Amanda Beard has swam in the Olympics
four times, dissed Michael Phelps, and
been tattooed on LA Ink. Now back
from Beijing, she's ready to dive in to life
outside of the pool. By Jennifer Goldstein


Michael Phelps is boring. Sure, he's one of the greatest swimmers ever, but
where's his personality? His ego? His edge? In the interviews after the Olympics,
all he could do was stick to the script: He thanked his team. He thanked
his mom. He was humble. He was gracious. He was mind-numbingly dull.


Luckily, USA Swimming has a more interesting (and better-looking)
athlete—Amanda Beard. The 27-year-old swimmer's Beijing Olympics didn't
go as well as Phelps' (more on that later), but she seemed to be having more
fun. In fact, the rumor in Beijing was that she had hooked up with Phelps after
his win.
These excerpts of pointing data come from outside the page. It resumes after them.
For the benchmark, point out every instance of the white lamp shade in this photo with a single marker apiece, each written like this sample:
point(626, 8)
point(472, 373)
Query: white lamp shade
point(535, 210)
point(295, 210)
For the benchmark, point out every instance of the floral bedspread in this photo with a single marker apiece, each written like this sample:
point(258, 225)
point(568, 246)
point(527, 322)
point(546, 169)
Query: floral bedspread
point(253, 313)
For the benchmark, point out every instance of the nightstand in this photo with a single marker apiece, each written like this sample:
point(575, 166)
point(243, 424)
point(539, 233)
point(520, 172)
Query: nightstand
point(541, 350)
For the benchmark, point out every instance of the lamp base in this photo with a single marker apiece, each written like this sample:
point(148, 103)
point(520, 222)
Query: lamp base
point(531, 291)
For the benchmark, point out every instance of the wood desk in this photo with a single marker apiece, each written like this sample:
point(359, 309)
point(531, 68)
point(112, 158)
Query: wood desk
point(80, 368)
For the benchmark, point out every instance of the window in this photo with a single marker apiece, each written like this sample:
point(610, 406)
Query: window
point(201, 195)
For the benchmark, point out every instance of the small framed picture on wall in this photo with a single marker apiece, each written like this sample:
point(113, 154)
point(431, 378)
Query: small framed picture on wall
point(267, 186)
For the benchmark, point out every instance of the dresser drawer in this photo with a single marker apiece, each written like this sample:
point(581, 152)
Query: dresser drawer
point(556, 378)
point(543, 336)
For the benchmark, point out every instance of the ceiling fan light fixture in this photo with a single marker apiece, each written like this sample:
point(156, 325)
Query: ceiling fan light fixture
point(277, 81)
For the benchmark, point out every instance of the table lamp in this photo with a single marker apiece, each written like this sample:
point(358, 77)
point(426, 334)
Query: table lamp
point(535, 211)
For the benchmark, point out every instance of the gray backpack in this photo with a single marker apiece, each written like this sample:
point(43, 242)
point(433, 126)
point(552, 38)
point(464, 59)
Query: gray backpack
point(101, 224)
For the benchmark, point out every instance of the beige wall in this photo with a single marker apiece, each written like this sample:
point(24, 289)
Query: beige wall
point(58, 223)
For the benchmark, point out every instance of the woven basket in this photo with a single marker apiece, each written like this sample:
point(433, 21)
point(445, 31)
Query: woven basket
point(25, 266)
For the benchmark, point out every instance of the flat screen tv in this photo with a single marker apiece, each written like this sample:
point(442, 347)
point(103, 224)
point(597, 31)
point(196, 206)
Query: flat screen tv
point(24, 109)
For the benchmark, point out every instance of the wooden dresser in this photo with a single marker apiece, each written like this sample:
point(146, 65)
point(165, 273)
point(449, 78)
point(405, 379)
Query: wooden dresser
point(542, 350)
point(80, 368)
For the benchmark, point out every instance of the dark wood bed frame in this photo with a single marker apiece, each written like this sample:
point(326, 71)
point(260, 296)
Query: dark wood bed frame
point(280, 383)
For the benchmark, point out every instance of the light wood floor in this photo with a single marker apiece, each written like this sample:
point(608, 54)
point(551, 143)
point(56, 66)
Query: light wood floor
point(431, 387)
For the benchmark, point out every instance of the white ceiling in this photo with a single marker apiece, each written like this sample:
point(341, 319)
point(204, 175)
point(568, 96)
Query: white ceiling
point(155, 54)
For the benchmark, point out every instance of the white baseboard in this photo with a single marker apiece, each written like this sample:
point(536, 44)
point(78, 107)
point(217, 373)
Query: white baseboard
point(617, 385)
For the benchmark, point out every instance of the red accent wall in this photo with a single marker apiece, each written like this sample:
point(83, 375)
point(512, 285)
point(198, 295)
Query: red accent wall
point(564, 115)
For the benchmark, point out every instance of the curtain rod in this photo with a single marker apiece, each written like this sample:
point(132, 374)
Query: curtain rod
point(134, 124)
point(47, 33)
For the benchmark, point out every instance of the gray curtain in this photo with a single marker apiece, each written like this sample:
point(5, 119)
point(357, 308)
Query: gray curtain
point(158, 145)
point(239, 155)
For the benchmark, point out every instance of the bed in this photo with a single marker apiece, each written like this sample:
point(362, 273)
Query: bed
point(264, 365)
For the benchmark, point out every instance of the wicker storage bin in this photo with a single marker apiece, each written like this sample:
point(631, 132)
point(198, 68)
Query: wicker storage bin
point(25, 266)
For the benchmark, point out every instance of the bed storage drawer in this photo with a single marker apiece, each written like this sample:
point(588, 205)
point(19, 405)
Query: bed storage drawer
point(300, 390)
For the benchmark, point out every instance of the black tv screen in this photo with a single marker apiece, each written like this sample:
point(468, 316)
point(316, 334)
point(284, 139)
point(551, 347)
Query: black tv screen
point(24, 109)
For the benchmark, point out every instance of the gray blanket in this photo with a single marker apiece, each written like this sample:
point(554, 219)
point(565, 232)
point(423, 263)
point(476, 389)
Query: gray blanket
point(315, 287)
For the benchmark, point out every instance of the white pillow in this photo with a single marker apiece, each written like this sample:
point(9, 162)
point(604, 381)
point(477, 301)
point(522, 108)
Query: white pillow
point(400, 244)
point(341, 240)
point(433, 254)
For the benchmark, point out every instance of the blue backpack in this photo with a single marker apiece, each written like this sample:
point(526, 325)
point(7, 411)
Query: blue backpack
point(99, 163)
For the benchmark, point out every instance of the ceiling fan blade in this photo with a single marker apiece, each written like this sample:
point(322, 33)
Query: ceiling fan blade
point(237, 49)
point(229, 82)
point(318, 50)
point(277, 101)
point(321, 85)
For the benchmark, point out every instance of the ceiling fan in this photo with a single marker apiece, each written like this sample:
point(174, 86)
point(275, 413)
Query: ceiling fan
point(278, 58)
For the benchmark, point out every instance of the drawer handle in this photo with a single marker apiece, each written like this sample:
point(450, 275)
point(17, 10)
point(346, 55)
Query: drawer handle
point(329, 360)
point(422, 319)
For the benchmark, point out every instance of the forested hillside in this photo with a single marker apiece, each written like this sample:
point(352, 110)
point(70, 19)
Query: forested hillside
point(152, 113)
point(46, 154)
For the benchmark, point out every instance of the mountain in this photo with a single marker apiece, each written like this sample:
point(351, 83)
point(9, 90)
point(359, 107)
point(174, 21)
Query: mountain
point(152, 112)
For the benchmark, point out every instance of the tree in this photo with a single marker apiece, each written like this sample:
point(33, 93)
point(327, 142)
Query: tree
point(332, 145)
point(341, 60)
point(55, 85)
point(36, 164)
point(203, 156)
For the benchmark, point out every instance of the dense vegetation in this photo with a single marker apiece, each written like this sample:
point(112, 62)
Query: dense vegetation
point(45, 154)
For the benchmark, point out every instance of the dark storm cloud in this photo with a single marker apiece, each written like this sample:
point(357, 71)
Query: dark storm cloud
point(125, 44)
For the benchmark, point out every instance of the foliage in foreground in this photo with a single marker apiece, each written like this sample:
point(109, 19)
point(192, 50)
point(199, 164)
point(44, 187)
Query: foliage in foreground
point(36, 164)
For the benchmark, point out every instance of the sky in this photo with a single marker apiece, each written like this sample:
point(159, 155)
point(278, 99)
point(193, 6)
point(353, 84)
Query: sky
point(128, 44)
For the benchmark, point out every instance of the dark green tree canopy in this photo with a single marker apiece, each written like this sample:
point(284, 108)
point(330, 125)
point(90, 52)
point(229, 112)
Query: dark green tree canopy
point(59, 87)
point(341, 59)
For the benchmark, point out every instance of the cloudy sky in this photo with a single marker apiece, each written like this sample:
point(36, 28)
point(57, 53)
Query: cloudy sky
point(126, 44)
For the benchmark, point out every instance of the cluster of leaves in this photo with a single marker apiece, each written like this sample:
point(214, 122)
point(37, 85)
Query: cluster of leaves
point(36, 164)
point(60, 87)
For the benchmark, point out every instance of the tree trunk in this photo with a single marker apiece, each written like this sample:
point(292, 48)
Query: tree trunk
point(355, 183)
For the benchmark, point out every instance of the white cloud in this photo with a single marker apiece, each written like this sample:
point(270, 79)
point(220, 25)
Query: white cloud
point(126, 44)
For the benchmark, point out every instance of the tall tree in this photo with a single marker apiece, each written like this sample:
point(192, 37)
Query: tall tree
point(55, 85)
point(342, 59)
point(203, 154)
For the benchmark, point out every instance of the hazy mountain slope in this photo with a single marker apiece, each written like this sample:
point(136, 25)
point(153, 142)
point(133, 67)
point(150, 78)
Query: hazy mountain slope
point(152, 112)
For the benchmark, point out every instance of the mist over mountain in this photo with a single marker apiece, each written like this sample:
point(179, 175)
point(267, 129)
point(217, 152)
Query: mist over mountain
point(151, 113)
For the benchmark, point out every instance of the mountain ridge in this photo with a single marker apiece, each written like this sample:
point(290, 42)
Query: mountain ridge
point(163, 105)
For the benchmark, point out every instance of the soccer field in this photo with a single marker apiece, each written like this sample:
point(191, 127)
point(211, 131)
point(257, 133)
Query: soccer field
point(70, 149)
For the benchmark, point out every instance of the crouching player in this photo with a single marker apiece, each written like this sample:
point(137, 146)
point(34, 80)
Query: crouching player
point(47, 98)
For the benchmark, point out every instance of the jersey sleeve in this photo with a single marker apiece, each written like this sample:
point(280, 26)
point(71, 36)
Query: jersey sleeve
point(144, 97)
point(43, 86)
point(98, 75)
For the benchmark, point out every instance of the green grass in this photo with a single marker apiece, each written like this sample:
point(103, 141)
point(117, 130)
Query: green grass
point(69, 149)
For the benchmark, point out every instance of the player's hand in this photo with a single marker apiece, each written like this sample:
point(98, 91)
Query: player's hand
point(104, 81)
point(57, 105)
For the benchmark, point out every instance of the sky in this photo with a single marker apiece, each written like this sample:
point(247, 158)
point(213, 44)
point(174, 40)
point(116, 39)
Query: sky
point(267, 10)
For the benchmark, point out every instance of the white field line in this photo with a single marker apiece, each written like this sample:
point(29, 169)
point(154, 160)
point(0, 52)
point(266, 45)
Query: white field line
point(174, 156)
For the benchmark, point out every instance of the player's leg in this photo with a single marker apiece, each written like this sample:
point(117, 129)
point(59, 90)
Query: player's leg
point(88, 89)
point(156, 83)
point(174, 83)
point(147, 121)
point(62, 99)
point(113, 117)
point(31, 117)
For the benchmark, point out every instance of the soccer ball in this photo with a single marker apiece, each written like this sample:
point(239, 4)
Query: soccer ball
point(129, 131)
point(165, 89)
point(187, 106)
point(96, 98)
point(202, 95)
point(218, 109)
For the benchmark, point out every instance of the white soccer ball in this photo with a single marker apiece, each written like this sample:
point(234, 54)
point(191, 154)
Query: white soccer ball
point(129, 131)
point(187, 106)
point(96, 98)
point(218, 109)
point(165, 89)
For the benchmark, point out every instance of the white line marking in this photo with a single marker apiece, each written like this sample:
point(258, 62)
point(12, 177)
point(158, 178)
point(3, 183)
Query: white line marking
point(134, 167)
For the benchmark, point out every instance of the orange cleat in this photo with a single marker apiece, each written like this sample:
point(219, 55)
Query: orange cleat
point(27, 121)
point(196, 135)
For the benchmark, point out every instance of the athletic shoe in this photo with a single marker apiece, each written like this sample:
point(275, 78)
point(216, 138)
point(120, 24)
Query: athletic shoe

It didn't happen, and to set the record straight, she joked to a Tucson,
AZ radio show: "Eww, that's so nasty! ... Come on, I have really good taste."


USA Swimming would probably have preferred if she politely denied the relationship
but anyone who knows Beard, knows she'll do anything for a laugh—
and she doesn't like to follow the rules.


Amanda Beard naked, Amanda Beard sexy photos Beard grew up in Irvine, CA, and got her start in the pool when she was just
4. She was a strong swimmer, but she was horrendous at the breaststroke. So
her coaches forced her to work on the stroke, until one day, she says, "It just
blossomed." At 12, she became a breaststroker. When she was 13, she won
a U.S. national title in the 100-meter breaststroke and medaled at the Pan-
Pacific Championships. At 14, she joined the U.S. National team and began
training for the 1996 Olympics.


Fourteen isn't young to excel in sports like gymnastics and diving, where a
tiny frame and extreme flexibility help you. But swimming is different. You need
height, a muscular chest, long arms, and a lot of power. In 1996, at 5 foot 3
inch and 92 pounds, Beard didn't look anything like an Olympic swimmer. But
she made the team and went on to win silver medals in the 100- and 200-meter
breaststroke. On the medal stand, with her gangly frame and a smile that
was almost too big for her face, she held a teddy bear as she accepted her
medals. Most people thought she brought the bear along because she was
sweet and shy, but Beard says the incident was "kind of a joke." "My sisters
were messing around with me, and they said, ‘We dare you to take that out to
the blocks with you.' And I was like, ‘I totally will.'"


She should be glad she accepted their dare; that teddy bear cemented
Beard in American's minds as the adorable face of the Olympics. But as
cute as she was, Beard wasn't exactly an all-American sweetheart. Less
than three years after her Olympic debut, at 17, she was in the tattoo shop
to get her first tattoo - not something you could picture an Olympic darling
like Mary Lou Retton doing. "I got the zodiac sign for Scorpio on the back
of my neck," she says. "I was underage, so I had to use my sister's ID, and
she's a Pisces. Luckily, they didn't check it very carefully."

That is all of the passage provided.